La Science pour la Paix

Partager le Savoir 6 s’est tenu à Malte du 5 au 8 mai grâce à l’invitation du “Malta Council for Science and Technology”. Le Premier Ministre de Malte nous a fait le grand honneur de prendre la parole devant notre assemblée. En lui souhaitant la bienvenue et pour résumer notre propos, j’ai invoqué la “Science pour la Paix”, idée qui fut à l’origine de la création du CERN il y a un demi-siècle et qui demeure aujourd’hui d’une brûlante actualité, dans un monde dominé par la menace d’une fracture Nord-Sud. Le Premier Ministre– dont le talent politique nous fit une forte impression– s’empara aussitôt de cette devise, soulignant combien elle s’appliquait à Malte, à son action en relation avec le développement et au contexte de la Méditerranée et de l’Afrique.

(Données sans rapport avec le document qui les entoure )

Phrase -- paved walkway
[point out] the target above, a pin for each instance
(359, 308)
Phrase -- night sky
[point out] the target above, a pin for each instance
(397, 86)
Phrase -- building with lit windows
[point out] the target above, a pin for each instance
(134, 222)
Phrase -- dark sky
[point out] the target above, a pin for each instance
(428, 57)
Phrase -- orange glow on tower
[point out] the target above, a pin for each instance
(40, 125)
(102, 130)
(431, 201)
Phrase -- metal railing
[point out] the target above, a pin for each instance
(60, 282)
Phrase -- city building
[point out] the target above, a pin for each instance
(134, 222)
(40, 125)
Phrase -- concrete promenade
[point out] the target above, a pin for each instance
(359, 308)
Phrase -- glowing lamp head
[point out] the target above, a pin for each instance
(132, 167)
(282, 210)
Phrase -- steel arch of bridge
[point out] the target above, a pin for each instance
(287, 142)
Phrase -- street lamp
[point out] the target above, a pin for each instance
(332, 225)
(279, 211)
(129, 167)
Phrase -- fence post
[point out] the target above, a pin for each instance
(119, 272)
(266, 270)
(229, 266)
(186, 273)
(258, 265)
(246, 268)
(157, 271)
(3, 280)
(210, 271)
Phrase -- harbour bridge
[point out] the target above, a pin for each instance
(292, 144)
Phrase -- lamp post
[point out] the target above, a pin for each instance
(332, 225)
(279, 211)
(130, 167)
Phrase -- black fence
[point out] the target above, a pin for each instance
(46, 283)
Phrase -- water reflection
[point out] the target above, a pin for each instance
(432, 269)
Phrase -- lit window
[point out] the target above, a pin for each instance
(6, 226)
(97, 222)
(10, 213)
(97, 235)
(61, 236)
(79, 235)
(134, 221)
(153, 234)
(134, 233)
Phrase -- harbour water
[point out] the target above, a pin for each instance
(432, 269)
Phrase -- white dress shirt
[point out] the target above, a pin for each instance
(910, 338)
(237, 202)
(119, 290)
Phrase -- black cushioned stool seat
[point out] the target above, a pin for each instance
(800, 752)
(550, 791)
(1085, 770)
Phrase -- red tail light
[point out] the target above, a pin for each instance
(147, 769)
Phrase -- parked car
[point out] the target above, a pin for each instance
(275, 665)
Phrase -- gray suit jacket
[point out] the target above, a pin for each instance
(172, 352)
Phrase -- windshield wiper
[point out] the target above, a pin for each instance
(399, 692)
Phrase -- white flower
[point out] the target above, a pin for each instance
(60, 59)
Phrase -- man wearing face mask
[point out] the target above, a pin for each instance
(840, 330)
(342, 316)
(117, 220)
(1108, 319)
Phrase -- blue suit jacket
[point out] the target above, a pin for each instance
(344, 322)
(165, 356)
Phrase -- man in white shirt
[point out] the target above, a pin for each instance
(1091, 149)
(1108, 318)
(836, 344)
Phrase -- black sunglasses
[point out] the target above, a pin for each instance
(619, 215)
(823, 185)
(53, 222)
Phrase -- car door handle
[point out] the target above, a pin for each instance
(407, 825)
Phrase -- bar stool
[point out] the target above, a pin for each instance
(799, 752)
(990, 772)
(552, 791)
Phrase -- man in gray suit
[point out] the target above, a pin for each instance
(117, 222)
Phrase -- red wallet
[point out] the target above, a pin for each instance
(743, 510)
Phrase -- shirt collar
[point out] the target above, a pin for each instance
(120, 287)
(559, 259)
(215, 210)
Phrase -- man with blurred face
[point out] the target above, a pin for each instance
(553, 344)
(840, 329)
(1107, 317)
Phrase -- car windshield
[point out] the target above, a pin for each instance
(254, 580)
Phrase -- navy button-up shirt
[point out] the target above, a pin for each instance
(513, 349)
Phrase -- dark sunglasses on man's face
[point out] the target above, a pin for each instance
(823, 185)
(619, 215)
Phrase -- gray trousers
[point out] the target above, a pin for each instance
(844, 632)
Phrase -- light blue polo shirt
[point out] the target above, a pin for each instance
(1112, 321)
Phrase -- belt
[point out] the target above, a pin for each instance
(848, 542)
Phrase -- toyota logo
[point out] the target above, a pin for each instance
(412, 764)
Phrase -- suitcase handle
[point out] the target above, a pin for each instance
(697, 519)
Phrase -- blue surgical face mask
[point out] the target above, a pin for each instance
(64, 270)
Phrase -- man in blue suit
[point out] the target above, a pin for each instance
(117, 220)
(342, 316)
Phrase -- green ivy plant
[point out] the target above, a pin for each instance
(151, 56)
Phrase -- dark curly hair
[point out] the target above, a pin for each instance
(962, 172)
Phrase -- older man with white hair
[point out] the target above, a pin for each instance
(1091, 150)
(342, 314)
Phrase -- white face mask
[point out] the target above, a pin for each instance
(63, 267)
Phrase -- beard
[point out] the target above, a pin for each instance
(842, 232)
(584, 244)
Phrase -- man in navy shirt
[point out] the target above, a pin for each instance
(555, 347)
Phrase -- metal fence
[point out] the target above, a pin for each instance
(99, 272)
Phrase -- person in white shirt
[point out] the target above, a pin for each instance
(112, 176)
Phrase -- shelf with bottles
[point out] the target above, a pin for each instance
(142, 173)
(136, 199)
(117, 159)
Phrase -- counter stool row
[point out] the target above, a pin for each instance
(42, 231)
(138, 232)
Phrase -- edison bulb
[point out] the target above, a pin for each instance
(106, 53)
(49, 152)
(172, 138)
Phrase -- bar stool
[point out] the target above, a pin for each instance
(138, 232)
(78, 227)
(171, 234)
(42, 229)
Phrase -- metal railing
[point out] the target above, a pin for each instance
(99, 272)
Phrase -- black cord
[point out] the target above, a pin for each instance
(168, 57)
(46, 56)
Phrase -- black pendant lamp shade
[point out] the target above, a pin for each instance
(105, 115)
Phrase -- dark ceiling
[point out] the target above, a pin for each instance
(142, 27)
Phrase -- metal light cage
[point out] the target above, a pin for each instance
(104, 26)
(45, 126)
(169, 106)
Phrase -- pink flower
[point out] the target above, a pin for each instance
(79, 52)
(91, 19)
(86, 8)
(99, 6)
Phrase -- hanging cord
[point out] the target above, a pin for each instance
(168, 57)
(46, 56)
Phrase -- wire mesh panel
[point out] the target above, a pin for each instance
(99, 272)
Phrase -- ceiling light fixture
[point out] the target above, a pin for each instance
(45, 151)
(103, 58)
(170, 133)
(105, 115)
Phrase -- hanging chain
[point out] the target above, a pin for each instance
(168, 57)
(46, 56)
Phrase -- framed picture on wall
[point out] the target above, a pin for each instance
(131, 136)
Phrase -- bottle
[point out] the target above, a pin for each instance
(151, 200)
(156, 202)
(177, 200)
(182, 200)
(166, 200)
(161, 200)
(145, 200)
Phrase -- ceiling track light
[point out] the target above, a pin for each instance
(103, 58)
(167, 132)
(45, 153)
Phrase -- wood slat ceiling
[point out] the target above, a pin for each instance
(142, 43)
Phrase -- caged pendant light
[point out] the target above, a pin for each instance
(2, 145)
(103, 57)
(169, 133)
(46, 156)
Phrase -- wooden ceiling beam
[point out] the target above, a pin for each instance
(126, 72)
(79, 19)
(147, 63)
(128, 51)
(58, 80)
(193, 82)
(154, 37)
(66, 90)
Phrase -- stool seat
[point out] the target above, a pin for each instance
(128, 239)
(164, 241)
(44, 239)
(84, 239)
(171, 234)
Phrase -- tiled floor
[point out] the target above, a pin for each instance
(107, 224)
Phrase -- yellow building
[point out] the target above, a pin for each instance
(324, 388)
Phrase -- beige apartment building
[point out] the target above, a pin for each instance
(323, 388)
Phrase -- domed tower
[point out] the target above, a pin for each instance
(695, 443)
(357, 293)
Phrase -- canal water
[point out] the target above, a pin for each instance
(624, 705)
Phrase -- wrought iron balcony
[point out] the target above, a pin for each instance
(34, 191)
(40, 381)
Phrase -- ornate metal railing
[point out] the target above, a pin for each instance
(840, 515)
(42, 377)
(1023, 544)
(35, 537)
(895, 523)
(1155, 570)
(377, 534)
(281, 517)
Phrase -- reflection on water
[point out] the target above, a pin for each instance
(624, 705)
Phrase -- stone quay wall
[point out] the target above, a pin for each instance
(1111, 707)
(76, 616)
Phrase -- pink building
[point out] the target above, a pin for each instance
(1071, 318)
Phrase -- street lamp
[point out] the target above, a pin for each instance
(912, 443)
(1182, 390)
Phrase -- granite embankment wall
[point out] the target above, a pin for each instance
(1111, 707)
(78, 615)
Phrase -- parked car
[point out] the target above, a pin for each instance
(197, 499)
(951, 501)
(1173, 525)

En fait, c’est bien cette idée qui donna le ton de l’ensemble de cette conférence. De provenances diverses (Europe, Maghreb, Egypte, Israël, Jordanie, Palestine, Afrique du Sud, de l’Est et de l’Ouest), spécialistes de l’eau, de l’énergie, de l’alimentation de l’Internet ou de la science fondamentale, physiciens, économistes, industriels ou fonctionnaires, ont débattu, avec passion durant de longues journées et soirées. C’est ainsi (nous le savons d’expérience) que naissent les projets, et parfois les succès! Les temps forts de la Conférence résultent aussi bien des évolutions depuis notre précédente session que de la crise actuelle dans le monde arabe. Philip England (Oxford) a répondu aux interrogations que suscitent le tremblement de terre et le tsunami au Japon. L’accident nucléaire de Fukushima qui en est résulté change t-il notre perspective sur la “renaissance nucléaire”?

Les ressources nouvelles de gaz naturel vontelles modifier le paysage énergétique mondial? Jacques Bouchard et Bruno Weymuller ont donné leur éclairage à ces questions, Catherine Cesarsky a exposé les bases de la politique française de l’énergie tandis qu’une Table Ronde a discuté les programmes d’énergies renouvelables dans la zone MOAN. Un accent important a été mis sur les solutions novatrices pour les pays en état de stress hydrique (de Malte au Moyen-Orient), y compris leurs implications sociales. L’Internet pour l’Afrique revêt un double aspect: la Grille de Calcul permet à un chercheur basé à Marrakech ou à Johannesburg d’avoir accès “en direct” aux expériences du CERN, alors que les nouveaux câbles sous-marins de fibre optique rendront le haut-débit enfin abordable pour le public. L’Internet Mobile est sans nul doute promis à un grand avenir en Afrique et a joué un rôle majeur dans la diffusion des révolutions dans les pays arabes.

Les Centres internationaux que sont le CERN, l’ICTP à Trieste, SESAME en construction en Jordanie et le IASS à Potsdam sont la clé pour permettre  l’intégration des pays moins développés dans la science mondiale. Dans ce même but, les réseaux Internet Nationaux d’Education et de Recherche doivent se regrouper afin d’atteindre une taille critique et nous sommes fiers d’avoir pu accueillir les dirigeants des alliances UbuntuNet, WACREN et ASREN regroupant l’ensemble du continent africain.

La sécurité alimentaire est une très grande priorité, particulièrement en Afrique et nous avons pu réunir un panel d’experts originaires du Bénin, du Kenya, du Maroc, d’Egypte et d’Israël.

Le succès du développement est lié à de robustes taux de croissance et c’est un des facteurs qui déterminera le succès ou non des révolutions arabes. Henry Marty-Gauquié, Moncef Cheikh-Rouhou et Pascal Colombani ont montré comment les pays en voie de développement peuvent devenir compétitifs. Lionel Zinsou a attiré l’attention sur un changement radical de la situation des finances de l’Afrique qui permettra au continent de financer son développement dans les prochaines décennies. Nos conférences se présentaient à l’origine comme un dialogue sur le développement entre membres des élites scientifiques. Une  nouvelle dimension a surgi avec ces milliers de personnes dans les rues, exigeant une vie meilleure et la fin de l’oppression par des gouvernements tyranniques. Nous ne prenons pas de positions politiques, car cela dépasse nos compétences, mais il va de soi que nous souhaitons aux peuples arabes le plus grand succès  dans la satisfaction de leurs aspirations. Le progrès économique exige le long terme et nous pensons que notre meilleure contribution est de poursuivre notre action visant à la construction dans ces pays d’une société civile éprise de progrès. Nous espérons que cette conférence sera une étape dans cette direction.